After dedicating eight months to developing my AI podcast platform, I stumbled upon a straightforward yet effective framework: I allow each unscalable approach a trial period of three months. At the end of this period, I assess whether it has demonstrated its utility and is worth formalizing, or if it should be discarded.
As developers, we’re usually conditioned to prioritize scalable solutions from the outset; we’re focused on intricate design patterns, microservices, and distributed systems tailored for vast user bases. However, this mindset is often more suited to established companies rather than startups. In early-stage ventures, aiming for those scalable solutions can lead to unnecessary delays, optimizing for hypothetical users while potentially overlooking immediate needs. My three-month rule, on the other hand, compels me to craft simpler, quicker solutions that lead to tangible user insights.
Current Strategies That Challenge the Norm
1. Unified Infrastructure on a Single Virtual Machine
My setup includes my database, web server, background jobs, and Redis, all running on a single $40/month virtual machine, with no redundancy and manual backups to my local device.
This approach, often criticized, has proven invaluable. I’ve gained a clearer understanding of my resource requirements within two months than I ever could have anticipated through formal planning. My platform’s peak usage only demands 4GB of RAM—what I nearly set up with Kubernetes would have merely managed empty resources. When failures occur (as they have twice), I gain essential insights into the true causes—usually not what I expected.

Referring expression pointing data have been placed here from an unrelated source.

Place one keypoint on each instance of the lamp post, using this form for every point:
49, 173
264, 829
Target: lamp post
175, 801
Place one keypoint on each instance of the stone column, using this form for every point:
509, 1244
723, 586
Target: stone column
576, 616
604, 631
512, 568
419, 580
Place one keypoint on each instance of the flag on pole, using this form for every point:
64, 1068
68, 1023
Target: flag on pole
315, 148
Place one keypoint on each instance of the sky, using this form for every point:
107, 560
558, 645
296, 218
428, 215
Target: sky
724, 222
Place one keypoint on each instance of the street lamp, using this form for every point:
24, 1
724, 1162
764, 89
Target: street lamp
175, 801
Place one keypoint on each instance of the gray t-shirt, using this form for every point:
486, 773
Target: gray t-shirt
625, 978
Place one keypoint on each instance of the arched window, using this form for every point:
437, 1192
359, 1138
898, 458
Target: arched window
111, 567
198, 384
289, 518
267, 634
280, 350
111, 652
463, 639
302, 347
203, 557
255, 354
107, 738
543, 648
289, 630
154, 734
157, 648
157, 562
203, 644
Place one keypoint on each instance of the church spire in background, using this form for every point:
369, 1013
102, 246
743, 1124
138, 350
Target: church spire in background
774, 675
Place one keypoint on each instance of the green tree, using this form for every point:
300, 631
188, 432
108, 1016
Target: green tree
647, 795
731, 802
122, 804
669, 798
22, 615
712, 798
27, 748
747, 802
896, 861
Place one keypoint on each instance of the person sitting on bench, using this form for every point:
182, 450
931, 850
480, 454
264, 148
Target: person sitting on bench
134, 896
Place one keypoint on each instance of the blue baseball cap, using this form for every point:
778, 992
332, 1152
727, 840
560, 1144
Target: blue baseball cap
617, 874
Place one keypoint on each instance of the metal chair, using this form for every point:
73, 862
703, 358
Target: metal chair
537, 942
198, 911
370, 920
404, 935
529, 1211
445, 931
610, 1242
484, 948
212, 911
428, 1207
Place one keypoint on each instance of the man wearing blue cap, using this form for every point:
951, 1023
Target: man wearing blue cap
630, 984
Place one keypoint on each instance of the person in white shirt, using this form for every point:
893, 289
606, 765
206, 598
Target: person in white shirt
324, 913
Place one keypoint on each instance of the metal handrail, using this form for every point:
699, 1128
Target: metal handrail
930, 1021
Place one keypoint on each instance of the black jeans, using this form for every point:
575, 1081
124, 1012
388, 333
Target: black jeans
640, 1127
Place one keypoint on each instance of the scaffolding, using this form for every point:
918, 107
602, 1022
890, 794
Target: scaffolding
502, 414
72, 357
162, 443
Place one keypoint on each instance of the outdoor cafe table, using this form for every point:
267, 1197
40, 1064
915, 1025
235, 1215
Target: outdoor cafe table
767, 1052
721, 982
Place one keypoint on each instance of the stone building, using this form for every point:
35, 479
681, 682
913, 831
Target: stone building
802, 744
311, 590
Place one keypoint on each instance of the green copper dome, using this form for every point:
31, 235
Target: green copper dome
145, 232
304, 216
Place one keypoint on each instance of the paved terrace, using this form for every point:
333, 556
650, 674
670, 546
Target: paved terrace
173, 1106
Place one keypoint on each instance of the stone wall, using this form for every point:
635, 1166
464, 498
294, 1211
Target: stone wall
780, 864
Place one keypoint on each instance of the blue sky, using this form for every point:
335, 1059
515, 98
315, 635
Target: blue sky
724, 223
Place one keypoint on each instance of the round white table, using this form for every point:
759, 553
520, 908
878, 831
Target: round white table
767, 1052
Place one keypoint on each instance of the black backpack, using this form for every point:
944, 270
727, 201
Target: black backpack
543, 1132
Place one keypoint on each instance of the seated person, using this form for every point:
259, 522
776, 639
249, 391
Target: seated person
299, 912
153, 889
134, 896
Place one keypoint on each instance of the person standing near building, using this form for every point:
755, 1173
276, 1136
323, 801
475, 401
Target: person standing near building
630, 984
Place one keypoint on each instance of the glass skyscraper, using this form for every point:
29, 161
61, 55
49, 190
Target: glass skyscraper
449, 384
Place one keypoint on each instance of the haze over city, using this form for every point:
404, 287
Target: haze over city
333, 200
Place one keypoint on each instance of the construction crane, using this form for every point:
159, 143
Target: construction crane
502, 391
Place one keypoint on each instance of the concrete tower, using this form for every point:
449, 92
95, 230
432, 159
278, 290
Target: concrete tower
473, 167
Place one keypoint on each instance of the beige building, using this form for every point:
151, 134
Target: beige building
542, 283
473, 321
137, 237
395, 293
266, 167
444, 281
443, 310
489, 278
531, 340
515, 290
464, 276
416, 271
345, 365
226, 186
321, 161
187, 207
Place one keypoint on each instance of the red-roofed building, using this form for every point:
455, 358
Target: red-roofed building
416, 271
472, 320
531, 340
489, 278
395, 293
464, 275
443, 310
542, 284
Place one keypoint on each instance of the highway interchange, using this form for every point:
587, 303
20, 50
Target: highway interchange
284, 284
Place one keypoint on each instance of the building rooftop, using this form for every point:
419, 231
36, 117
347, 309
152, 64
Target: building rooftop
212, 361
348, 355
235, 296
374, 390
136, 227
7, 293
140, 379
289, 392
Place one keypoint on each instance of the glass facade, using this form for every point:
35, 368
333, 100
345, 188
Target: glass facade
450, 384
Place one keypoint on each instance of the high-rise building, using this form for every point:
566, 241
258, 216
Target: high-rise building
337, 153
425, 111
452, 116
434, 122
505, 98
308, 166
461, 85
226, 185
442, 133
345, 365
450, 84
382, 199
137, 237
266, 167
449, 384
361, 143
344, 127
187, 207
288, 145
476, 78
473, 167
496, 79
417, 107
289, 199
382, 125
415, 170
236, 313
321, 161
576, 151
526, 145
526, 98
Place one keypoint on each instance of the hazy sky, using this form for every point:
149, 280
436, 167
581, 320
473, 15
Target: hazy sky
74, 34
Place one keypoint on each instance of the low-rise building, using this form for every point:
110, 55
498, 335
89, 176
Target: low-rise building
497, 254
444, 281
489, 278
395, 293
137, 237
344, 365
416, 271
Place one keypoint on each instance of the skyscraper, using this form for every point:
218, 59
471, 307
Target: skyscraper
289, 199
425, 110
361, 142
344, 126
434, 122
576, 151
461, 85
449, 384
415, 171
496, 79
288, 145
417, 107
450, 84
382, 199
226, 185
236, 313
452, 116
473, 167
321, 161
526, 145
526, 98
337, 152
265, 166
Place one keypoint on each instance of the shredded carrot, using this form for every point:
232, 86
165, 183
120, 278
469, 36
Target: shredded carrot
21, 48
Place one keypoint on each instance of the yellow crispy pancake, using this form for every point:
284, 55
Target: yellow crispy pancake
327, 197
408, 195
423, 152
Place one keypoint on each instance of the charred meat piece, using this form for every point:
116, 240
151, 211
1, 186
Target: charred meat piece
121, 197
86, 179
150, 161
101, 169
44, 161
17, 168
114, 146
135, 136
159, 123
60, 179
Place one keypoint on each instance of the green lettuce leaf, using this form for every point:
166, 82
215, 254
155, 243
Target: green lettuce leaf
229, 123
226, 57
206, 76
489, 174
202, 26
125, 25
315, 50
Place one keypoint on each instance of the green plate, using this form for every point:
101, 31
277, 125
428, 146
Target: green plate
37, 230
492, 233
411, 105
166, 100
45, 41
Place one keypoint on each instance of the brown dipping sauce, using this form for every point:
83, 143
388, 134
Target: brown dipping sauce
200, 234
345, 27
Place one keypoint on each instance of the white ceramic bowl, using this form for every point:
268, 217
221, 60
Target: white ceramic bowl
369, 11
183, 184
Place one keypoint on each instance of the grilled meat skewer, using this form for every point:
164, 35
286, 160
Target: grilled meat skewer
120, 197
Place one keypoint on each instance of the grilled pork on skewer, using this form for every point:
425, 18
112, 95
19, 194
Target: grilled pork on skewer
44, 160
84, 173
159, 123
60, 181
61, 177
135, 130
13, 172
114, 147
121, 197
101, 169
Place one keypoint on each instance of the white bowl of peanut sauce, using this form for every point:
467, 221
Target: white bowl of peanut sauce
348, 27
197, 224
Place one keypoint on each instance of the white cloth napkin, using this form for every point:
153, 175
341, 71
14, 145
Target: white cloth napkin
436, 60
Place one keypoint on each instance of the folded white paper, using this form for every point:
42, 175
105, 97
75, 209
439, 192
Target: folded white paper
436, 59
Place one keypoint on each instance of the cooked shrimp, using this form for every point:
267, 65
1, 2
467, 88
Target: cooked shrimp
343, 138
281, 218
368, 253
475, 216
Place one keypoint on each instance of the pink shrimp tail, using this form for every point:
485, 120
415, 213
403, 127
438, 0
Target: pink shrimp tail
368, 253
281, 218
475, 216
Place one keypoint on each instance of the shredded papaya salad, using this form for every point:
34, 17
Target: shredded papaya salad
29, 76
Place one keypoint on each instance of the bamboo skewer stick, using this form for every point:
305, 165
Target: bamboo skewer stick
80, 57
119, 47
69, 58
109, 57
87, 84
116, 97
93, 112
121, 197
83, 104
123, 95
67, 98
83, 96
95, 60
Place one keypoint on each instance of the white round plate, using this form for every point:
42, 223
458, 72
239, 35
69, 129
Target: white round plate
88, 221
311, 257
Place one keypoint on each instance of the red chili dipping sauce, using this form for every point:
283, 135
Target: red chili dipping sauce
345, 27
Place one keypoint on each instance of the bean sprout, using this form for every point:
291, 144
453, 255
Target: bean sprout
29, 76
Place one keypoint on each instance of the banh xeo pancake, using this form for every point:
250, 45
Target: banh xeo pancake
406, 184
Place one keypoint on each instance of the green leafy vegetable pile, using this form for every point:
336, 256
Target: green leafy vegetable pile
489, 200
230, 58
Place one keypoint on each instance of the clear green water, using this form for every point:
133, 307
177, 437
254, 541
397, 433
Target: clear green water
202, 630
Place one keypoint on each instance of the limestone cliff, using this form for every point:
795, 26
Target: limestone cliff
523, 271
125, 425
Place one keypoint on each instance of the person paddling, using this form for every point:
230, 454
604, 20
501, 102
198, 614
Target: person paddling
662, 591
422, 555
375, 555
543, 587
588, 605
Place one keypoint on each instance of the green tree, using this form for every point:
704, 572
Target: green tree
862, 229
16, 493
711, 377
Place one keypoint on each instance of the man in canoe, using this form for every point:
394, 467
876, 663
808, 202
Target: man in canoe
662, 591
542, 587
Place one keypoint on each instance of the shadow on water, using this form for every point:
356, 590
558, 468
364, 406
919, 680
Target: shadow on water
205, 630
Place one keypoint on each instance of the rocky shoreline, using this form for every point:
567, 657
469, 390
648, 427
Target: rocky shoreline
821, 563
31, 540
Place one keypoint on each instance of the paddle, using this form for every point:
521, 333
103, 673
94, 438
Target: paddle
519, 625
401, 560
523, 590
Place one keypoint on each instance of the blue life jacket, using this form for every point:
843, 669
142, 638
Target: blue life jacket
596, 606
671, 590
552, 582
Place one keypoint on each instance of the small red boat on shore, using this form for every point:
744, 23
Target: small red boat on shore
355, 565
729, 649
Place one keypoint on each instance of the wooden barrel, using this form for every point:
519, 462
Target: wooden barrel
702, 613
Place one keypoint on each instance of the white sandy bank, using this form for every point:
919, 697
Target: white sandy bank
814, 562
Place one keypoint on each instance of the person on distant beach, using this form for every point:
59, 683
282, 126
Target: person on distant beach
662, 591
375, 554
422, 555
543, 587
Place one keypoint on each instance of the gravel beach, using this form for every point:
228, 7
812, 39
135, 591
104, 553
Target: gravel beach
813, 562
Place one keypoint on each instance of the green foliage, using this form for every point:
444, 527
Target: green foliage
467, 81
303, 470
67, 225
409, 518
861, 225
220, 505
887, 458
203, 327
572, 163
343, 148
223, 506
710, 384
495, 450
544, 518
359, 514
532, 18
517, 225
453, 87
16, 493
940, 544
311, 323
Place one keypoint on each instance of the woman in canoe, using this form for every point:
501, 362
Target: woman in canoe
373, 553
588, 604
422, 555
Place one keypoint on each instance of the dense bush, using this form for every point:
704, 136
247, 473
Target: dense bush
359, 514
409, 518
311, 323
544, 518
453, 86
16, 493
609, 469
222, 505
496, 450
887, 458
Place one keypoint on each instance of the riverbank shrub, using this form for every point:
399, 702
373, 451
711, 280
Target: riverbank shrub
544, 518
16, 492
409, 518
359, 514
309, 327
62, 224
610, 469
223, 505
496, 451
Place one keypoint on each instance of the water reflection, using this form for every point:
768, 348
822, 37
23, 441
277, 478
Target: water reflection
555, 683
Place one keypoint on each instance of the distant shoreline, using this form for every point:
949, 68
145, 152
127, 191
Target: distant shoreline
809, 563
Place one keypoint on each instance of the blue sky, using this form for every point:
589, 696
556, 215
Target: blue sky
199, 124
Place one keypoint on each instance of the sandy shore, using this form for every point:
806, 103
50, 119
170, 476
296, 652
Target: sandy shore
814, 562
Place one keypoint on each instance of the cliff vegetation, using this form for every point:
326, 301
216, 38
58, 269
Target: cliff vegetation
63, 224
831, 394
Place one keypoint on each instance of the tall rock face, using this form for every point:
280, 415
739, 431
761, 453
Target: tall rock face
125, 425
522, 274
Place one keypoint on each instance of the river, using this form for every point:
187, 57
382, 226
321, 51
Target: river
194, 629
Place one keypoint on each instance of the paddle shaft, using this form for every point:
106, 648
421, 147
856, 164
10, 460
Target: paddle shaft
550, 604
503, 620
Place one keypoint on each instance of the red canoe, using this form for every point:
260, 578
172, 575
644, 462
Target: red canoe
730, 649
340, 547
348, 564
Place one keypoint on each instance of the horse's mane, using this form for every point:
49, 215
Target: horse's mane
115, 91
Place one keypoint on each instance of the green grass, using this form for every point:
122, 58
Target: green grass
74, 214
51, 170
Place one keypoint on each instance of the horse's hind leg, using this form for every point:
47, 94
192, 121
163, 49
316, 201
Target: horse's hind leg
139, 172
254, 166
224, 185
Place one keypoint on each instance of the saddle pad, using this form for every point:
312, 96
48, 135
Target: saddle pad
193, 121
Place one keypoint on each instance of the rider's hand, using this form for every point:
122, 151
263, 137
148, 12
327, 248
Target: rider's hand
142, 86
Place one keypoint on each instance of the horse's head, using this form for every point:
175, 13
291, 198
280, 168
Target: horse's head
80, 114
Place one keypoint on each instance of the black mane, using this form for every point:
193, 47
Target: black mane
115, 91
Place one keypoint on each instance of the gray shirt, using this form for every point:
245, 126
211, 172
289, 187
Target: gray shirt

2. Hardcoded Configuration Settings
My configuration settings are hardcoded throughout the code without the use of configuration files or environment variables. Each change requires a redeployment.
While this might seem primitive, it offers unexpected advantages: I can swiftly search my entire codebase for configuration values. Each pricing adjustment is recorded in Git history, and any updates undergo a review process—despite it being my own scrutiny. In three months, I’ve only modified these parameters three times, resulting in merely 15 minutes of redeployment versus countless hours of development.